17:55mareko: that's it
17:56Ristovski: I tried amdgpu.mcbp=0 but apparently its already disabled on gfx9 in a recent commit (https://git.kernel.org/pub/scm/linux/kernel/git/stable/linux.git/commit/drivers/gpu/drm/amd/amdgpu?h=v6.7.9&id=d6a57588666301acd9d42d3b00d74240964f07f6)
18:02karolherbst: DavidHeidelberg: yeah.... it was all super fragile and I hope I fixed it inside clc enough that we don't have any bugs anymore
18:04Ristovski: mareko: One more question while I have you here, "fill->VRAM ,CS x64" (nothing under L2p) for example returns 534639 for 131072KB. How are such speeds even possible?
18:04mareko: Ristovski: the L2 cache is faster than memory
18:05Ristovski: Oh so it _is_ using L2 cache? I had assumed those tests are uncached
18:05mareko: yes
18:05Ristovski: That explains it, thanks :)
18:07mareko: actually, it should not be using L2
18:09mareko: but it looks like it's using it
18:11Ristovski: Are file attachments borked on freedesktop gitlab? The button doesn't seem to do anything :P
18:12mareko: the high result is bogus
18:13Ristovski: It sure seems like it - the L2 cache on this APU isn't even that big
18:14Ristovski: Seems like CS x4 is fine, but then x8 and above are bogus above 2048K, idk
18:16mareko: same for Navi31, the test seems buggy
18:17mareko: or rewriting the shader to NIR broke it
18:42karolherbst: mareko: should I fix the rust part of your MR or will you manage?

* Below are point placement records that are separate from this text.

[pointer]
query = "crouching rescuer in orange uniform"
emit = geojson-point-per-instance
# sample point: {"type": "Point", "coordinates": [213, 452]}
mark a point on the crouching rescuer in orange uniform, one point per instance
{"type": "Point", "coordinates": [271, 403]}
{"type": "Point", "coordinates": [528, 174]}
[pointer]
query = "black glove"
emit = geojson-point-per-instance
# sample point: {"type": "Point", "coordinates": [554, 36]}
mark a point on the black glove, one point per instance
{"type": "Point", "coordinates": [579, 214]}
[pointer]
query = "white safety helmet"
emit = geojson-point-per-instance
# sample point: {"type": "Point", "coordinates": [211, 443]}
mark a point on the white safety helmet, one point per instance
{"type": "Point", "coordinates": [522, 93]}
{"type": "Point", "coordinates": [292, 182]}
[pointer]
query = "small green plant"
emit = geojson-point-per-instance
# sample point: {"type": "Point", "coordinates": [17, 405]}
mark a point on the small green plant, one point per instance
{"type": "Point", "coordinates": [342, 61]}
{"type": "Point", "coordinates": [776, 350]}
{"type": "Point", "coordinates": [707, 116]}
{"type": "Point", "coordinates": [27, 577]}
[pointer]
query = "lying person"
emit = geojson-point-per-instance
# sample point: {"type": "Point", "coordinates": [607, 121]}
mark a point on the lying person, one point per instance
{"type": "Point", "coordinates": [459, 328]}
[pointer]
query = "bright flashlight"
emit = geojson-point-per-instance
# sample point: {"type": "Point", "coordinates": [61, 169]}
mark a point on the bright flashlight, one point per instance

19:40mareko: karolherbst: no idea how to fix that
19:40karolherbst: mareko: I already posted a patch to the MR
23:05DavidHeidelberg: karolherbst: up to you, I thought that these failing tests are important, if it's nothing serious, then I'm not the person who will use Clover+freedreno :D
23:11karolherbst: looks like those are all image related anyway
23:12karolherbst: might be real freedreno bugs even
23:12karolherbst: like something busted with image arrays?